In condition 3, presentation of only alternate signal pulses created a temporal disparity between the signal and masker streams. Kidd et al. (1994) reported a reduction in masking with signal presentation only during alternate pulses of identical masker samples. The masking release was obtained despite the drop in signal energy due to alternation. With the omission of every other signal pulse and frequency randomization across masker pulses within constrained ranges, Micheyl et al. (2007) found that the extent of masking was consistent with change in signal energy. That is, the temporal disparity generated by omitting signal pulses did not aid performance, and in fact led to threshold elevation. In the present conditions in which masker frequency was randomly varied, comparison of results from conditions 2 and 3 indicates that signal alternation either had no effect or led to a slight increase in masking.
These observations were supported by a two-factor repeated-measures analysis of variance (ANOVA), which showed significant main effects of number of masker components [F(1,15)=59.0;p<0.001] and condition [F(2,30)=5.4;p=0.01], along with a significant interaction [F(2,30)=9.3;p=0.001]. Tukey’s post-hoc pairwise comparisons confirmed a significant effect of ISI, and that only with a single-component masker did omitting signal pulses through alternation significantly affect performance.
Figure 3 shows results from conditions 4–7 in which either the signal- or masker-pulse onset was delayed 40 ms relative to the other. Results from condition 2 in which the signal and masker pulses were synchronously gated are shown on the left for comparison. In all conditions, masker frequencies were randomly selected with box shading again distinguishing the number of masker components. As in the initial data set, increasing the number of masker components from one to eight increased the amount of masking. Comparing group threshold values in conditions 2, 4, and 5 indicates that delay of either the signal or masker onset reduced the amount of masking with a greater masking release observed with delay of the masker rather than the signal. As with condition 3 of the first data set, the stimulus configurations of conditions 6 and 7 presented only alternate signal pulses against the continuous masker stream. Similar to the results from the first data set, temporal disparity due alternation of signal pulses on average had little to no effect.

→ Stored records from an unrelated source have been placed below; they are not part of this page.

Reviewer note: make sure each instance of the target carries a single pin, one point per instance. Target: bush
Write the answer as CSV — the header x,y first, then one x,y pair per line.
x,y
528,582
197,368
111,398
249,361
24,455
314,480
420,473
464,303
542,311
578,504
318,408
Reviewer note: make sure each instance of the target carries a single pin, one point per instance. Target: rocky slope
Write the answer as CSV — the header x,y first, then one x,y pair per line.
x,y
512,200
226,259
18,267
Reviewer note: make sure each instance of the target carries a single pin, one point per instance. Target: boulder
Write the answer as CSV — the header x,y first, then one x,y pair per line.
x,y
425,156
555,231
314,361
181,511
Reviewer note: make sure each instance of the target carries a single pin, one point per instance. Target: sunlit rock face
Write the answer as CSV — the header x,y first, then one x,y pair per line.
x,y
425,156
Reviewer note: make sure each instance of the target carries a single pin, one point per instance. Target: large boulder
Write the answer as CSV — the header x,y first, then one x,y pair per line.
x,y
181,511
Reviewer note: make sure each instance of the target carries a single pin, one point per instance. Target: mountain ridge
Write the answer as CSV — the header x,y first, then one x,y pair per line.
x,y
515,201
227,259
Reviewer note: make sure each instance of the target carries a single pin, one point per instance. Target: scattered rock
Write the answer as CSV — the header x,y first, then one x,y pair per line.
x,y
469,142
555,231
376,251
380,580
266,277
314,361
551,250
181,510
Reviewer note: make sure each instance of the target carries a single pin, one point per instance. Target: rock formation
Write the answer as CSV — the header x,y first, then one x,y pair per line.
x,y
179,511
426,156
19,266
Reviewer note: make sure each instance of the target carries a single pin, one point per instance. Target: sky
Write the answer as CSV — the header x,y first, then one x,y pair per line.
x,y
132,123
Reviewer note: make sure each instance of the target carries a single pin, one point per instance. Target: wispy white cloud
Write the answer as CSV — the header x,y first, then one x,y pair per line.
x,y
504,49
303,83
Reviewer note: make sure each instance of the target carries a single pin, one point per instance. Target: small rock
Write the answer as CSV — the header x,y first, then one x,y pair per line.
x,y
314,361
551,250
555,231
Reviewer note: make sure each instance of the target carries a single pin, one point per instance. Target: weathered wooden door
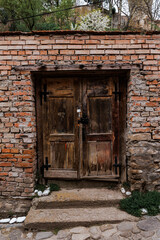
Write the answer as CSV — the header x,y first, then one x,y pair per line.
x,y
80,127
100,133
60,129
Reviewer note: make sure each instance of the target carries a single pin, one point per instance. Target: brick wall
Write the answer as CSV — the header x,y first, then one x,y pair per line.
x,y
17,104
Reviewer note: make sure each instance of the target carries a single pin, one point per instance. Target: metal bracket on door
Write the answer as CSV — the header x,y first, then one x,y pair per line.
x,y
45,166
117,165
116,93
44,93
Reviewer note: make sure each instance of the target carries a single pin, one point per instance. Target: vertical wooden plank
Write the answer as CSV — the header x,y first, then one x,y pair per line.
x,y
92,157
115,120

A two-factor repeated-measures ANOVA supported these observations, showing significant main effects of number of masker components [F(1,15)=105;p<0.001] and condition [F(4,60)=29.1;p<0.001], along with a significant interaction [F(4,60)=6.7;p<0.001]. Tukey’s post-hoc pairwise comparisons confirmed a significant effect of delaying either the signal- or masker-pulse onset, except in condition 4 with a single-component masker and a 40-ms signal delay. Comparison of performance in conditions 4 and 6 and conditions 5 and 7 indicated a significant effect of omitting signal pulses only with the eight-component masker and the 40-ms signal delay. Among the four reference conditions, this comparison involves the one for which thresholds were, on average, the highest, suggesting that the absence of a release from masking was not due to a ceiling effect.

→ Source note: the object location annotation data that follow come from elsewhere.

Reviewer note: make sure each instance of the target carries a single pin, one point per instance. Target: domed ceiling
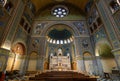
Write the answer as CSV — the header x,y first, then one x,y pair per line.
x,y
39,4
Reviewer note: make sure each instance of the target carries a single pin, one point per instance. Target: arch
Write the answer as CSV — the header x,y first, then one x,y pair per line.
x,y
68,25
103,49
88,62
87,53
32,61
18,48
101,46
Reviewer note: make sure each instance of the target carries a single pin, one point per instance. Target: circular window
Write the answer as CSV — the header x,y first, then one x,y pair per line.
x,y
60,11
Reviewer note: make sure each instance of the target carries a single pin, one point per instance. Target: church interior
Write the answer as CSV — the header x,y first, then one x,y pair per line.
x,y
60,40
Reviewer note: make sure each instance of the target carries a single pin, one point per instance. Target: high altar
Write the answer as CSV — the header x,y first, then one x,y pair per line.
x,y
60,62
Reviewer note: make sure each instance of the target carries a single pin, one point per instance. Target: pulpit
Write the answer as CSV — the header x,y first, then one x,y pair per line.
x,y
60,62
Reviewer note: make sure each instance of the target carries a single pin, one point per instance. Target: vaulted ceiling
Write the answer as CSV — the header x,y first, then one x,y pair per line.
x,y
39,4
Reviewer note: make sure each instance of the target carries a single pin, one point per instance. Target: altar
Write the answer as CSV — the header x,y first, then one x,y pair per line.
x,y
60,62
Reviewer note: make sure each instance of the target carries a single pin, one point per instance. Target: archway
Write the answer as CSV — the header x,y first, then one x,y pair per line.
x,y
103,50
14,61
88,61
59,36
32,66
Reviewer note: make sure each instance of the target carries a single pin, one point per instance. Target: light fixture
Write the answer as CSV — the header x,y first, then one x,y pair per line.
x,y
59,11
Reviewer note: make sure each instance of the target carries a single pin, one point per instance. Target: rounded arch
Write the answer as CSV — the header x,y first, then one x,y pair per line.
x,y
103,48
68,25
87,53
32,61
18,48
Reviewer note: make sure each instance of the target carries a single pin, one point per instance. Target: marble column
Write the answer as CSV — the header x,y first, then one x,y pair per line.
x,y
99,66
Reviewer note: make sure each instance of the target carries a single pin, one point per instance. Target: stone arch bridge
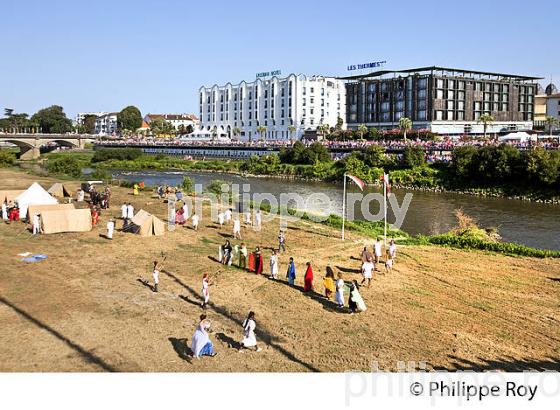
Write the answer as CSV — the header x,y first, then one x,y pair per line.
x,y
30,144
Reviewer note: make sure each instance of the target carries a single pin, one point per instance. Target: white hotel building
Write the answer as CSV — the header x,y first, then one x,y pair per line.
x,y
275,103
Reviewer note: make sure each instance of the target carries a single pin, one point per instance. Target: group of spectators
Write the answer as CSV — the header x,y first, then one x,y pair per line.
x,y
444,144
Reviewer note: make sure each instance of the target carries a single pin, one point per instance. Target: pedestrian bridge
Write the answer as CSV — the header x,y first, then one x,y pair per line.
x,y
30,144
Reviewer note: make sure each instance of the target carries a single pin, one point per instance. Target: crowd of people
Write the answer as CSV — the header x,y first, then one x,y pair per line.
x,y
441,144
343,294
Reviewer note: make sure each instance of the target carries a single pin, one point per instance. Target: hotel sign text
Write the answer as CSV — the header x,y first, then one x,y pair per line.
x,y
367,65
269,74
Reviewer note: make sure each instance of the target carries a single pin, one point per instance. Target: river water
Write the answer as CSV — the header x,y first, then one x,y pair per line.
x,y
532,224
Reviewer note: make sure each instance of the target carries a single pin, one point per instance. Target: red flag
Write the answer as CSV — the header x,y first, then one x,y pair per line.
x,y
361,184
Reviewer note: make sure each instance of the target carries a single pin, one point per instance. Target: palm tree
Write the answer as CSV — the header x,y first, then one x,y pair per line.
x,y
261,129
291,130
551,122
236,131
485,119
362,129
405,124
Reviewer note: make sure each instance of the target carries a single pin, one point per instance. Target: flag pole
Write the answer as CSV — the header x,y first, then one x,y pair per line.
x,y
385,209
343,205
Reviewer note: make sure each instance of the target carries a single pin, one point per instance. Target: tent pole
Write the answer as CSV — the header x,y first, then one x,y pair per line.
x,y
343,205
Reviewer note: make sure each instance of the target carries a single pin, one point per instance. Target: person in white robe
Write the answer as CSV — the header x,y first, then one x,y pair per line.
x,y
249,339
4,211
237,228
110,228
205,290
258,220
201,344
130,211
273,265
377,251
36,224
339,296
228,215
393,249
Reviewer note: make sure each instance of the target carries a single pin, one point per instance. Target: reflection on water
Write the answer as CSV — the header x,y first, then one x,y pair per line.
x,y
532,224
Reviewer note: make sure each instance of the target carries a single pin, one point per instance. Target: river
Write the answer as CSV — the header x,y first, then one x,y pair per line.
x,y
532,224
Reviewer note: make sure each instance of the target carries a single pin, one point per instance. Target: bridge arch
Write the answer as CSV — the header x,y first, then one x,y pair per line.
x,y
27,150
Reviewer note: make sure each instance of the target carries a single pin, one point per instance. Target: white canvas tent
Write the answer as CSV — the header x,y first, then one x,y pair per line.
x,y
520,136
145,224
66,220
10,195
58,190
34,195
38,209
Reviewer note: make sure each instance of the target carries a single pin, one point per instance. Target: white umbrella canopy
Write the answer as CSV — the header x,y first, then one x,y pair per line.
x,y
521,136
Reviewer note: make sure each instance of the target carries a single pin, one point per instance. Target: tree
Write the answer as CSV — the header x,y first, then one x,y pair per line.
x,y
292,129
129,119
413,156
52,120
159,126
339,124
261,129
361,131
405,124
542,167
551,122
486,120
323,129
316,152
88,124
462,161
374,156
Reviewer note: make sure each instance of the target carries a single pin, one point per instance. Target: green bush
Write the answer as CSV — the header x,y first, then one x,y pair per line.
x,y
65,166
7,158
500,247
104,154
215,186
187,184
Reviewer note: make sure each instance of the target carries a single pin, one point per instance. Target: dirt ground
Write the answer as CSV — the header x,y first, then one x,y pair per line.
x,y
85,308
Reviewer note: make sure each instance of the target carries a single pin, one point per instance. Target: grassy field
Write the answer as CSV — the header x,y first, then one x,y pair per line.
x,y
85,308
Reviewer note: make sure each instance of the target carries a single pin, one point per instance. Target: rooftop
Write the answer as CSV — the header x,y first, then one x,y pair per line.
x,y
445,71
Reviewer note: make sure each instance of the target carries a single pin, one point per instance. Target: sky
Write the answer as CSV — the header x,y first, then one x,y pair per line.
x,y
105,55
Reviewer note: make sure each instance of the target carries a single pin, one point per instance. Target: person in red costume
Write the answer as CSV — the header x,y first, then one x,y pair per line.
x,y
308,278
258,261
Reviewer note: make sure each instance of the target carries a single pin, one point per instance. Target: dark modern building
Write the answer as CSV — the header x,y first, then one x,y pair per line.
x,y
444,100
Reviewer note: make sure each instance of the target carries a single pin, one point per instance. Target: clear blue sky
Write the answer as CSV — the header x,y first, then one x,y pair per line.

In conditions with a single 200-ms masker burst, Neff (1991, 1995), and Durlach et al. (2003) reported substantial release from informational masking when signal duration was reduced so that it was no longer synchronously gated with the masker. On average, smaller reductions in masking were obtained in the present work with delay of the signal-pulse onset (condition 4), especially in the presence of the single-component masker stream. Differences in stimulus configuration are most likely are the major reason for the distinction (see Sheft, 2008, for a review of influence of configuration on effect of gating asynchrony). In the current study, masker duration was 80 ms to encourage stream segregation with continuous presentation, and signal delay was then limited to 40 ms, half the pulse duration. Though the 40-ms delay is shorter than used in the previous informational-masking studies, results from the streaming studies of Dannenbring and Bregman (1978) and Turgeon et al. (2005) demonstrate significant segregation with delay in this range, which in the latter study often approached baseline performance measures. In conditions in which performance may be based on detection of asynchrony rather than signal segregation per se, listeners are sensitive to delays as brief as 1 ms despite masker uncertainty (Huang and Richards, 2006).

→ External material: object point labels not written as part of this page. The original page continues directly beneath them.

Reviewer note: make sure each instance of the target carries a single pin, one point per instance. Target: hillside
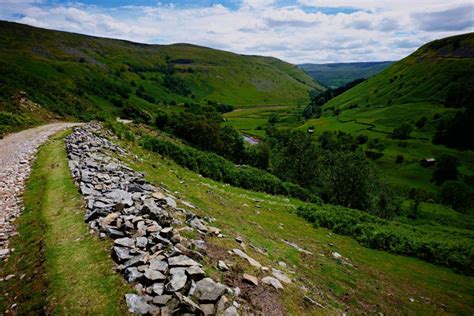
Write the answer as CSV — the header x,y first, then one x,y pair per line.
x,y
86,77
427,75
337,74
425,91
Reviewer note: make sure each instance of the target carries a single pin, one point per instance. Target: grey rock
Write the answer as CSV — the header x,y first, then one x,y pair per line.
x,y
280,276
222,266
221,305
171,202
125,242
198,224
209,291
158,288
195,272
142,242
273,282
114,233
91,215
250,260
250,279
159,265
137,304
231,311
134,261
154,275
207,309
177,281
132,274
121,253
181,261
161,299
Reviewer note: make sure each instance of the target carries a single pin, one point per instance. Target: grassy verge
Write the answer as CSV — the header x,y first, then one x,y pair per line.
x,y
453,248
59,268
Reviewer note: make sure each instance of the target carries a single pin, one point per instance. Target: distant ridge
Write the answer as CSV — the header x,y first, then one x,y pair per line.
x,y
335,75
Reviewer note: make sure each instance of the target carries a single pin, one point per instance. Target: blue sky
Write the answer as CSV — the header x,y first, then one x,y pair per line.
x,y
294,30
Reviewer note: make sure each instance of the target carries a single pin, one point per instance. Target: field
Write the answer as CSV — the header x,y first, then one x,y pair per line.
x,y
72,75
337,74
253,121
374,281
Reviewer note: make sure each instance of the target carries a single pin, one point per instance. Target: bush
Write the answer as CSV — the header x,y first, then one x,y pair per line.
x,y
448,248
400,159
421,122
446,169
456,195
217,168
403,131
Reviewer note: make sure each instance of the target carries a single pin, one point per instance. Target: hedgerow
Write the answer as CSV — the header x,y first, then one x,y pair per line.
x,y
213,166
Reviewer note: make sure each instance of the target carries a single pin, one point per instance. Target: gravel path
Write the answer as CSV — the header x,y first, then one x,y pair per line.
x,y
17,151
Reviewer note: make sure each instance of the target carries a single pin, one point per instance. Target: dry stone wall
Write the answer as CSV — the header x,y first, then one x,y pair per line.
x,y
145,223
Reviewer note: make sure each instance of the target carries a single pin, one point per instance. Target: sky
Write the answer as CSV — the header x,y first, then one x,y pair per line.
x,y
298,31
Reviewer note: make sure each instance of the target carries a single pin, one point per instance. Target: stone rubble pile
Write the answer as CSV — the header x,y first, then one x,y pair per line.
x,y
144,221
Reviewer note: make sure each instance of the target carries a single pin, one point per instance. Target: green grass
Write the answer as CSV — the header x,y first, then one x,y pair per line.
x,y
338,74
66,270
377,281
253,120
81,76
415,87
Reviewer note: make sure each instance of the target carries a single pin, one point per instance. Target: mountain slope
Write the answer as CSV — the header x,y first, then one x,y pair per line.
x,y
428,75
78,75
424,90
337,74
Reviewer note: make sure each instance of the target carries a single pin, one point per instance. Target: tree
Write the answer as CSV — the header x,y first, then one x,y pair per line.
x,y
233,144
457,195
403,131
293,157
375,144
400,159
446,169
348,179
274,118
421,122
161,120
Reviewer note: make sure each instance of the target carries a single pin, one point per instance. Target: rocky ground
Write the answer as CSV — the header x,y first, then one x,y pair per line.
x,y
16,153
147,227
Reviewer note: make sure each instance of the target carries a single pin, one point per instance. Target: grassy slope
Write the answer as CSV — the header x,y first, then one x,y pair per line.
x,y
338,74
67,271
58,70
408,90
378,281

In the present work, restriction on masking release due to asynchrony may relate to the suggestion of Dannenbring and Bregman (1978), and one supported by results from Turgeon et al. (2005), that in the context of streaming, asynchrony is effective when it leads to presentation of a segment of the signal or target without overlapping masker presentation, a configuration atypical of other informational-masking studies. Although the current results show that this speculation is not exclusively true, group thresholds were lowest in condition 5 in which the signal-pulse onset preceded masker onset by 40 ms. Presumably the relatively small threshold elevations that persist in condition 5 reflect a conventional backward-masking effect.
In the introduction, two factors were discussed as contributing to informational masking, uncertainty and similarity. The final data set compares performance in conditions in which the frequency of the single-component masker was either fixed at 1417 Hz or randomized across pulses. The fixed-masker conditions allow for evaluation of similarity without uncertainty. In Fig. 4, results from conditions 1–4 with the 1417-Hz masker are shown with right-hatched boxes; thresholds obtained with randomizing masker frequency are replotted from Figs. 23 with open boxes. In all cases, group thresholds were lower when the masker frequency was fixed rather than randomized across pulses. Two-tailed matched-sample t tests indicated that each difference was statistically significant (t=2.5,2.4,5.8, and 7.9; p<0.03 for conditions 1–4). The trend in which the amount of masking progressively dropped across conditions 1–4 indicates that streaming, augmented by cross-stream temporal disparities, can reduce masking in conditions without frequency uncertainty. Similar results in the context of informational masking have recently been reported by Leibold and Neff (2007) and Buss (2008).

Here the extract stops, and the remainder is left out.